#!/usr/bin/env python
# coding: utf-8

# # Plotting SHARP keywords and images with python

# In this notebook, we will be plotting keywords and images, from data taken by the Helioseismic and Magnetic Imager (HMI) instrument on NASA's Solar Dynamics Observatory (SDO) satellite. SDO takes about a terabyte and a half of data a day, which is more data than any other satellite in the NASA Heliophysics Division. 
# 
# Data from the HMI and Atmospheric Imaging Assembly (AIA) instruments aboard SDO are stored at Stanford University. The metadata are stored in a pSQL database called the Data Record Management System, or DRMS. The image data are stored separately, in storage units called the Storage Unit Management System, or SUMS. Data are merged together, upon export from both systems, as FITS files. DRMS and SUMS together constitute the Joint Science Operations Center, or JSOC.
# 
# The easiest way to access SDO HMI and AIA data is via the python `drms` module, available at [PyPI](https://pypi.python.org/pypi/drms). In addition to the numerous tutorials on both the [Read the Docs](https://drms.readthedocs.io/en/stable/tutorial.html) and [Github](https://github.com/kbg/drms/tree/master/examples), all the examples below utilize the `drms` module. First we'll import the module, and some others:

# In[1]:


import drms
import json, numpy as np, matplotlib.pylab as plt, matplotlib.ticker as mtick
from datetime import datetime as dt_obj
import urllib
from astropy.io import fits
from sunpy.visualization.colormaps import color_tables as ct
from matplotlib.dates import *
import matplotlib.image as mpimg
import sunpy.map
import sunpy.io
from IPython.display import Image
get_ipython().run_line_magic('matplotlib', 'inline')
get_ipython().run_line_magic('config', "InlineBackend.figure_format='retina'")

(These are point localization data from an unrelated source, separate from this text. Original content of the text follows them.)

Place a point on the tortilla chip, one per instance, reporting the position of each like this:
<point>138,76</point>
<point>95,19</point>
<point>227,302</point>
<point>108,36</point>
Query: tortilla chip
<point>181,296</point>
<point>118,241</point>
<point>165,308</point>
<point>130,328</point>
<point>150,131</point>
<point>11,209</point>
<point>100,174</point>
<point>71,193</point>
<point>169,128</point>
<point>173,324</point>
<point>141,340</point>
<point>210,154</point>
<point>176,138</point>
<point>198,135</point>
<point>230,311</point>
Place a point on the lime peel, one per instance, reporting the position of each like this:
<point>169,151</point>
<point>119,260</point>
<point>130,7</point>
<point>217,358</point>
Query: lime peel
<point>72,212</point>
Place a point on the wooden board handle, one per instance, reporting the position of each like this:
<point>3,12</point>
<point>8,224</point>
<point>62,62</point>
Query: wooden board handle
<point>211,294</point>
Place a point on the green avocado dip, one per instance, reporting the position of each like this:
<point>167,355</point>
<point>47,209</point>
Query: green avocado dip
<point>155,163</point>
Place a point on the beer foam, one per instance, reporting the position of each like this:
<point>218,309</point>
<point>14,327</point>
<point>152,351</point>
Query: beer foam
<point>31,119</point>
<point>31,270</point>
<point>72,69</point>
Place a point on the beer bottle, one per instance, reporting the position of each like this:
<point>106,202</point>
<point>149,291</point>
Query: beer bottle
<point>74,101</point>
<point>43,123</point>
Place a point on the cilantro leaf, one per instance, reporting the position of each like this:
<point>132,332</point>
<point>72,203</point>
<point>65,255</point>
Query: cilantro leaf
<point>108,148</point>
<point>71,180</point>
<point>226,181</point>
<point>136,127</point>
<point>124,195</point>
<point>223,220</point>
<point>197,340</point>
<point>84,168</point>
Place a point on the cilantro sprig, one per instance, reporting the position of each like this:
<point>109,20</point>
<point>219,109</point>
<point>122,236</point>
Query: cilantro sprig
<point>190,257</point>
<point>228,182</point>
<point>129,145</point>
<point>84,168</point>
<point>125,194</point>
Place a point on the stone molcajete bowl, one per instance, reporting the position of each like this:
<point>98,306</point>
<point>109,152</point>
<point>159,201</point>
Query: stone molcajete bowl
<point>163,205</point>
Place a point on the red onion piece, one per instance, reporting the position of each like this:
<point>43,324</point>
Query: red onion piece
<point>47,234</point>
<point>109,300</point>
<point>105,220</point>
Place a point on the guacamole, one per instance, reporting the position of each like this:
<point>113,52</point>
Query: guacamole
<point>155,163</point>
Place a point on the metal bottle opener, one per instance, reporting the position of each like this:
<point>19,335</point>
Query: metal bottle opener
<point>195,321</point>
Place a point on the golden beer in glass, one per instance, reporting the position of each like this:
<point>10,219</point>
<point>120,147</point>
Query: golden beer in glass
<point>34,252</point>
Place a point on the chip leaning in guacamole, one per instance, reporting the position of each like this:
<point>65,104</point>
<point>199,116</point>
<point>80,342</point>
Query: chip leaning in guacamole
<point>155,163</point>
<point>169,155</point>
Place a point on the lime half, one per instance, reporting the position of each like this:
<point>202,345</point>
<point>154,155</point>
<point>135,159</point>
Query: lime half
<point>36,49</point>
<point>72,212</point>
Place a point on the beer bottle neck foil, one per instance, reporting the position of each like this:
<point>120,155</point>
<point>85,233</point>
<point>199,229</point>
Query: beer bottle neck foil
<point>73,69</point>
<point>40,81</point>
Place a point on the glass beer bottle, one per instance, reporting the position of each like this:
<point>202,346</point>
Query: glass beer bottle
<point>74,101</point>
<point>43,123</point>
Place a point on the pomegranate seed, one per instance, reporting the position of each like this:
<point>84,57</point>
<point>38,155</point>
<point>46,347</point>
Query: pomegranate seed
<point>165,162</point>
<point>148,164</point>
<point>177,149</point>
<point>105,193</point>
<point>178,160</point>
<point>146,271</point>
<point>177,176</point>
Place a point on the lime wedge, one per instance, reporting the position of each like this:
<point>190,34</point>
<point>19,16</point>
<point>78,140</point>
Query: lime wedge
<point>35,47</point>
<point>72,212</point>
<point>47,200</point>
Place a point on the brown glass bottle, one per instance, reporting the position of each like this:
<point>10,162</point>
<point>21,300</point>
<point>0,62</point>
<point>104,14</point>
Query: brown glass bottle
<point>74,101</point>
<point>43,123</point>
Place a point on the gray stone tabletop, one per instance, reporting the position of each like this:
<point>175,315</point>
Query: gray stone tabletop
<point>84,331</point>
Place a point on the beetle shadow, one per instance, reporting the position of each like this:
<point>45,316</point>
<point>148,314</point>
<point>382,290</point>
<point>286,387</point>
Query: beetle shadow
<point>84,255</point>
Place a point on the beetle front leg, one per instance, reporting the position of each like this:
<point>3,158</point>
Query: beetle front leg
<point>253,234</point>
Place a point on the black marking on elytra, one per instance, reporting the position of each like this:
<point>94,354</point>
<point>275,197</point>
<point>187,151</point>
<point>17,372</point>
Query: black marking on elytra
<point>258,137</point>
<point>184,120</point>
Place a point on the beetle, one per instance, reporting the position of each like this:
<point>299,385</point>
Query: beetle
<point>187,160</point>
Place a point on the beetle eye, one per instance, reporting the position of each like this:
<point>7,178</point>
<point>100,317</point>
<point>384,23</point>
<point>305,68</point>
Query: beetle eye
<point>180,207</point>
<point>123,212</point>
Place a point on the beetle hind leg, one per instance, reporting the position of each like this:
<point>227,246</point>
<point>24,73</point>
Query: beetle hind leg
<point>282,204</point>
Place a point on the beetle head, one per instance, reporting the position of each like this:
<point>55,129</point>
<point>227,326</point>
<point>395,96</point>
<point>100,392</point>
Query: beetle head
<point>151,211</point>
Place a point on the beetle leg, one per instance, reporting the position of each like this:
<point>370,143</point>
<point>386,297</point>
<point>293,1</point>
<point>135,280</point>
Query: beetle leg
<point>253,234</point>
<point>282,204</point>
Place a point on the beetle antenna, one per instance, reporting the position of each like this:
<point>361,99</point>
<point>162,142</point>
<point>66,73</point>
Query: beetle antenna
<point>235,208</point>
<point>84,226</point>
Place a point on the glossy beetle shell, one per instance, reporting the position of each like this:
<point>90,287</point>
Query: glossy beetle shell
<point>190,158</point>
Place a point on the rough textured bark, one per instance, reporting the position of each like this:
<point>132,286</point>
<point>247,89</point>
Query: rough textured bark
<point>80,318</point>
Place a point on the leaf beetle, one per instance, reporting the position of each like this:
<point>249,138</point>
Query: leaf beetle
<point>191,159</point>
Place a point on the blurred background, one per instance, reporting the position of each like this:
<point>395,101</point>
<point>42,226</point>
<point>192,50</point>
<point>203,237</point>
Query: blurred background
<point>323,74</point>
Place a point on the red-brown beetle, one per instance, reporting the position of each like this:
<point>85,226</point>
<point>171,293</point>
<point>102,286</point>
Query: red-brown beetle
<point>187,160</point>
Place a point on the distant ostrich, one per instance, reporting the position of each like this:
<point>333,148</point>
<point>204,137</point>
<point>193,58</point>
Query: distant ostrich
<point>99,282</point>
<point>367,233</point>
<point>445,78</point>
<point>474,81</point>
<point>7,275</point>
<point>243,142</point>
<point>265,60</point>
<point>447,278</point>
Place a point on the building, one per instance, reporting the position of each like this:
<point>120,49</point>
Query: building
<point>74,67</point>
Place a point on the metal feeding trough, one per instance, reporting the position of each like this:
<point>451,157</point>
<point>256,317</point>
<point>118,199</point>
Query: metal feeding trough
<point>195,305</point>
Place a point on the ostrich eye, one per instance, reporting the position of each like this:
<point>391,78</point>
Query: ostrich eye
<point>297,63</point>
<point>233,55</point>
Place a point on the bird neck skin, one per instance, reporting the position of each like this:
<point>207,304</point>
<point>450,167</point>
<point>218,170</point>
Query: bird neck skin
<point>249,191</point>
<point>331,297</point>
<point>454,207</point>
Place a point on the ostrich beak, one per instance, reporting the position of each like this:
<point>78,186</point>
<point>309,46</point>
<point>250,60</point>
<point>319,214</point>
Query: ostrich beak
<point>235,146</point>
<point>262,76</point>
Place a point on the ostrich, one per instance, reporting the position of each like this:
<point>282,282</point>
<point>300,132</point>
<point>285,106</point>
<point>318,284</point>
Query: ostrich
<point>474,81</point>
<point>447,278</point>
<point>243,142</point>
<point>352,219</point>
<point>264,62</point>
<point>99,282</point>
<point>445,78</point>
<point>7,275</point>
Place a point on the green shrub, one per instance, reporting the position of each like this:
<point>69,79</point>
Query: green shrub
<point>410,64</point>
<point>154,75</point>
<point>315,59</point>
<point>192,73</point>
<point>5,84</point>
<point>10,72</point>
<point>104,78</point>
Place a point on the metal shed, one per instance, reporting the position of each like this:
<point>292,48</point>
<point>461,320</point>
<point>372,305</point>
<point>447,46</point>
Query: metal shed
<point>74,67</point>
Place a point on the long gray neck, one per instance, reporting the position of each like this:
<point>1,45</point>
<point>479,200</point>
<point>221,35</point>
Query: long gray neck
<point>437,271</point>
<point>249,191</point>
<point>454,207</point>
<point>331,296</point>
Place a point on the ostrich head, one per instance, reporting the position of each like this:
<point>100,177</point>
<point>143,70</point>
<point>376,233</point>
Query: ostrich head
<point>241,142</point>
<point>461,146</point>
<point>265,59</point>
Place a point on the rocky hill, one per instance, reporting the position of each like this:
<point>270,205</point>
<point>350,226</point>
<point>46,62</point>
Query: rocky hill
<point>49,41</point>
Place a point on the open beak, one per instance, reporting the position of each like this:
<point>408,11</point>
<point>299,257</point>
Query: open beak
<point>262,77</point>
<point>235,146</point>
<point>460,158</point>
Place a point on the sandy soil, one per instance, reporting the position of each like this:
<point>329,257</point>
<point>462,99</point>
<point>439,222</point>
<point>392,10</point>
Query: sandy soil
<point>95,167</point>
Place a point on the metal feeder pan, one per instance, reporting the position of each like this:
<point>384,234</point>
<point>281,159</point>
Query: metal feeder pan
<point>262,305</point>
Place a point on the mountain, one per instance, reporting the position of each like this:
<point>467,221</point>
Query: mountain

# The first step in querying for SDO HMI and AIA data is to establish a connection to JSOC. This can be done with the `Client()` class.

# In[2]:


import drms
c = drms.Client()


# The `Client()` class allows one to access both metadata and image data simultaneously via a data series. A data series contains all of particular type of data — e.g. there is a series for continuum intensity data, another for magnetic field data, and so forth. Read Section 4 of the [SDO Analysis Guide](https://www.lmsal.com/sdodocs/doc/dcur/SDOD0060.zip/zip/entry/) for more information about how to build a data series query. For example, to find all the SHARP data series, execute the following regular expression query:

# In[3]:


c.series(r'hmi\.sharp_')


# In[4]:


# Set a series
si = c.info('hmi.sharp_cea_720s')


# To find more information about the FITS header keywords that belong to any given series, we can use the following command:

# In[5]:


si.keywords


# To find more information about the FITS image data, or segments, that belong to any given series, we can use the following command:

# In[6]:


# To see all the segments associated with the series hmi.sharp_cea_720s:
si.segments


# ## Plotting the metadata

# The query below retrieves both metadata and image data for active region 11158, which produced an X2.2-class flare on February 15, 2011 at 1:56 UT, from the SHARP data series. The [SHARP data series](https://link.springer.com/article/10.1007%2Fs11207-014-0529-3) include patches of vector magnetic field data taken by the HMI instrument. These patches encapsulate automatically-detected active regions that are tracked throughout the entirety of their disk passage. The `c.query()` method takes three arguments:
# 1. The first argument is the data series. In the example below, the data series is called `hmi.sharp_cea_720s`. This series is appended with two prime keys: the HARP number (in this case, 377) and the time range (in this case, 2011.02.14_15:00:00/12h). These two prime keys appear in the first two brackets. The HARP number refers to the active region number (see [here](http://jsoc.stanford.edu/doc/data/hmi/harpnum_to_noaa/all_harps_with_noaa_ars.txt) for a mapping between HARP numbers and NOAA active region numbers). A prime key, or set of prime keys, is a unique identifier. The third bracket, with the argument `[? (QUALITY<65536) ?]`, filters out data where the value of the `QUALITY` keyword is greater than 65536. (See [here](http://jsoc.stanford.edu/doc/data/hmi/Quality_Bits/QUALITY.txt) for the definition of the `QUALITY` keyword). While this third bracket is not necessary, it can be a powerful tool for filtering data based on keyword values.
# 2. The second argument in the search query is a list of keywords. In this example, we will query for the keywords `T_REC`, `USFLUX`, and `ERRVF`. 
# 3. The third argument in the search query is a list of segments. In this example, we will query for the segment `Br`, or the radial component of the photospheric magnetic field.

# In[7]:


keys, segments = c.query('hmi.sharp_cea_720s[377][2011.02.14_15:00:00/12h][? (QUALITY<65536) ?]', key='T_REC, USFLUX, ERRVF', seg='Br')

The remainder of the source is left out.